Radtke wrote the police report giving the official version, but when Young's case went to trial, that story -- that an armed suspect, confronted by officers brandishing their handguns, would throw an unwieldy assault weapon 15 feet across an alley and into an open doorway -- didn't carry the day. The jury came down on the side of Young and his friends, who testified that none of them had been armed that night, but that the officers had been enraged when one of their party fled, and had decided to make someone pay.
As Melvin Lucas, one of Young's friends, described on the witness stand, the officers at the scene produced a gun that none of the men had seen before.
"They said, 'Your buddy put you in a bad predicament,'" Lucas testified.
"What was your interpretation of that?"
"I guess they were going to stick one of us with the gun."
It was a scenario strikingly similar to one of the incidents charged in the recent criminal trial of four Rampart cops. There, two gang members fled when the CRASH unit broke up a party in a parking lot. Five remaining gang members were taken to the station, and one was allegedly selected at random to take a gun charge.
In the Rampart case, the gun charge was overturned based on Perez's testimony, and the gang member was exonerated. In the 77th case, Young was acquitted of the gun charge and released that afternoon. But in those days before Rampart, nobody asked the question: If Young didn't have that gun, where did it come from? And nobody -- not the D.A., not the public defender, not the judge -- questioned Radtke about the veracity of the police report.

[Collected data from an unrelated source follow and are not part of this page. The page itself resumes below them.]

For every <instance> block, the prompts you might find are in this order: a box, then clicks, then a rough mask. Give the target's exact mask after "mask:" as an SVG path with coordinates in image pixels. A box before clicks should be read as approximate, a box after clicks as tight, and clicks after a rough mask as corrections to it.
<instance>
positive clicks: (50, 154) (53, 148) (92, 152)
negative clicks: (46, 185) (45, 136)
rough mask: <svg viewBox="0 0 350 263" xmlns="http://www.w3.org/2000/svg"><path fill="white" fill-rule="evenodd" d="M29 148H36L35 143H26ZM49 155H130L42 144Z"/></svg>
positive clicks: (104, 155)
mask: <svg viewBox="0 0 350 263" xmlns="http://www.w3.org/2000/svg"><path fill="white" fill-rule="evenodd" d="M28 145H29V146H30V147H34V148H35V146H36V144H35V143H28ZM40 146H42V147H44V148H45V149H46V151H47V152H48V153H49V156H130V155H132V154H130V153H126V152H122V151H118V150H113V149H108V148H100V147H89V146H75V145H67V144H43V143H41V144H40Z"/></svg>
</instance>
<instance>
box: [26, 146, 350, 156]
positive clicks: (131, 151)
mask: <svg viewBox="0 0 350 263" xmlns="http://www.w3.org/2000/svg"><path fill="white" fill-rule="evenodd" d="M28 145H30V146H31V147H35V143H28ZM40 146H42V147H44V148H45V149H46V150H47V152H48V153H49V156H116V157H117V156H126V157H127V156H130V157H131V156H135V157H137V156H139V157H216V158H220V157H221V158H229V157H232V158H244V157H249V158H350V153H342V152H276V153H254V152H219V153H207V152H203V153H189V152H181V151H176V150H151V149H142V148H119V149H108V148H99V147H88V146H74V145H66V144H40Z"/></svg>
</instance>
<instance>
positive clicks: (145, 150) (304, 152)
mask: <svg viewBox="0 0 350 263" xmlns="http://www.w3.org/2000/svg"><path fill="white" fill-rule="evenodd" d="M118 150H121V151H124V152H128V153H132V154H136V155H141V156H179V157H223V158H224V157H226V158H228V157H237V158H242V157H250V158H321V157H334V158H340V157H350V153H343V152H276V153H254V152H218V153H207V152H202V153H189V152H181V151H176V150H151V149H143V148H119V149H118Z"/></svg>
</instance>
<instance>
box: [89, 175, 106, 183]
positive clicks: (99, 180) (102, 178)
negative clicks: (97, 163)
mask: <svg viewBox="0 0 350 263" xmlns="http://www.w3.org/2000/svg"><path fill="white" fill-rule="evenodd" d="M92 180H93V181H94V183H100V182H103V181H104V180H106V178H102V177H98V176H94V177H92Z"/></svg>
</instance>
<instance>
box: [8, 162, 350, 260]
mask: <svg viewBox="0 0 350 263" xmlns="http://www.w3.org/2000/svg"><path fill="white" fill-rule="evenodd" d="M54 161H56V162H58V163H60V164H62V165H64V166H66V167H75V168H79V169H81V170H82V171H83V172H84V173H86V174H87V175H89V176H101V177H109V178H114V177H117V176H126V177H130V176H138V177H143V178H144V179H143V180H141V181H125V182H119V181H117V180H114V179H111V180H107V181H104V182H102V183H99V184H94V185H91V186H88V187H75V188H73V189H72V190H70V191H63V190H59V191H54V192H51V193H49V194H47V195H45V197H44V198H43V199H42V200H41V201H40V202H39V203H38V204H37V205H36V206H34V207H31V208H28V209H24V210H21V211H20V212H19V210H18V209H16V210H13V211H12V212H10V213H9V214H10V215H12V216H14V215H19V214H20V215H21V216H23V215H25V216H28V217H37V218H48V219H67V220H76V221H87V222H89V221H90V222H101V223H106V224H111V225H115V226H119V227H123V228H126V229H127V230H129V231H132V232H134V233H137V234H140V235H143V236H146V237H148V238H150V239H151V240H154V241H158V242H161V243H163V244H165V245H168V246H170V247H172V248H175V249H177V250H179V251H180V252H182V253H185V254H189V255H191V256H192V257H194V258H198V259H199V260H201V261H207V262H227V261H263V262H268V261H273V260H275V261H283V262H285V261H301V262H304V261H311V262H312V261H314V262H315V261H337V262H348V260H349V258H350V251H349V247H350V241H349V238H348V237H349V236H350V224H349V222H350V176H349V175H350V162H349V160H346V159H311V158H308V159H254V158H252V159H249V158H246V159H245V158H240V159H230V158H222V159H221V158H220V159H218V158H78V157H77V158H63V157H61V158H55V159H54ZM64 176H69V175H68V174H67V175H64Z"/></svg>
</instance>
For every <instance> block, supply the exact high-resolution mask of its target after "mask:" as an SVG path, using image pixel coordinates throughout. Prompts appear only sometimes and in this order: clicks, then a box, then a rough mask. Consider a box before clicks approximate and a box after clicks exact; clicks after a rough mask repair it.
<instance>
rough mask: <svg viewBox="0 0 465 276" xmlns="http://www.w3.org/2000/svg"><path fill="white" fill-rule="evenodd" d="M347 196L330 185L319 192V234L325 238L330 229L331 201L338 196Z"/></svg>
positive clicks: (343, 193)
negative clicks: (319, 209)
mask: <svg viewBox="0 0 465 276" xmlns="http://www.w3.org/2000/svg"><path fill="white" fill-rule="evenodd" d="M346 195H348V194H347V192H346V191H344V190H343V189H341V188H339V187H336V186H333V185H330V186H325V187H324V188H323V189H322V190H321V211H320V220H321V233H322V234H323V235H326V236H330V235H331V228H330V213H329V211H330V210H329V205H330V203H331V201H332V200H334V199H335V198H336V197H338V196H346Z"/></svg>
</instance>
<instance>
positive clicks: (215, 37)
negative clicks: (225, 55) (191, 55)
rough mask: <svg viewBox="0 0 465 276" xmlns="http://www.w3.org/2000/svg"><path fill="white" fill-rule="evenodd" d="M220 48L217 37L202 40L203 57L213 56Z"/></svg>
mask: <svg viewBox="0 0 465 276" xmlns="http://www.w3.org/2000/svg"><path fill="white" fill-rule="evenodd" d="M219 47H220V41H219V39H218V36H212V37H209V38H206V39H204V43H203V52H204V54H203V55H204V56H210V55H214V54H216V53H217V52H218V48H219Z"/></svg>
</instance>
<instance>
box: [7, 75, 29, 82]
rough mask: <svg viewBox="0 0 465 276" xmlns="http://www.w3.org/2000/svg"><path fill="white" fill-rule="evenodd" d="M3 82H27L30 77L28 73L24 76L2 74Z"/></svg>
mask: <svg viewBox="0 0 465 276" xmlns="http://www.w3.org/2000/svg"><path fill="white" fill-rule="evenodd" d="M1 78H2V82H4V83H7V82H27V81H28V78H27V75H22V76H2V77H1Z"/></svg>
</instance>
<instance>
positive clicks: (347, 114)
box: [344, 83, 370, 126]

As the sergeant at the new gang unit, Radtke is now in a position to approve reports like the one he filed against Greg Young. In fact, it was Radtke who signed off on the arrest of Shadron "Scatterbrain" Holmes for assault on police officers. To Scatter, it seemed only natural the sergeant would approve the arrest: "It's his guys out there. What would you do if you was out on the streets and you got a high position where you got more power? You approve anything your homeboys say."
CRASH OFFICERS FROM THE 77TH Street Division resort to some of their most aggressive tactics when working as a team. That was the situation the night of May 2, 1998, when the CRASH unit set out to break up a party being held in a rented South Western Avenue storefront by Five-Deuce Hoover Crips.
Johnny Lee, then 47 years old and a Hoover Crip for most of his life, had organized the party and was keeping an eye on things. "I was there to chaperone," says Lee, who has done two stints in state prison and, in between, worked as a gang-intervention counselor. Lee says there was nothing to draw the attention of the police that night -- he made sure the party was peaceful and didn't spill out onto the street.
The police first started talking about the party at roll call, according to a report. May 2 was an important date for the gang, as it corresponded to Five-Deuce, and the CRASH unit was determined to short-circuit any merriment. They located Lee's storefront around 10 p.m. and arrived ready for action, with somewhere between 25 and 30 officers clad in body armor and riot helmets, and two of them armed with shotguns loaded with non-lethal beanbag rounds. They blocked off the entire street, lighted the scene with spotlights, formed up in a "skirmish line" outside the party, and then ordered everyone inside to exit.
When he heard the order to clear the place, Lee stood at the door marshaling the crowd onto the sidewalk. According to a police report, Lee's brother began causing a scene. Officers handcuffed him, prompting Lee to become enraged. According to the report, Lee stripped off his shirt, clenched his fists and charged one of the cops. The two officers with shotguns fired their beanbag rounds, dropping him; when Lee got up and charged again, the officers fired another salvo. According to the report, "Lee doubled over, fell to the ground and crawled toward a wall . . . and screamed, 'I give, I give, I quit.'"
Lee tells a much different story. He says he was still standing in the doorway, helping clear the hall, when an officer yelled in his ear, "Motherfucker, this is the LAPD." "Then all I heard was fire," Lee says. "I was shot five times before I knew what was going on." Lee was taken to a hospital, then released the next day, after being charged with incitement to riot. Rather than fight the charge, Lee pleaded guilty.
It isn't always a gang party that spurs the CRASH unit into action. In the case of Santos Medina, 59, the precipitating event was his son Santos Jr.'s quinceañera, or 15th-birthday celebration. The officers involved included Addis Simpson, Dean Vinluan and John Radtke.
A video taken during the October 1995 party shows what you might expect -- a knot of children whacking a piñata, with their parents and grandparents milling around, some of the men wearing cowboy hats, some drinking beer.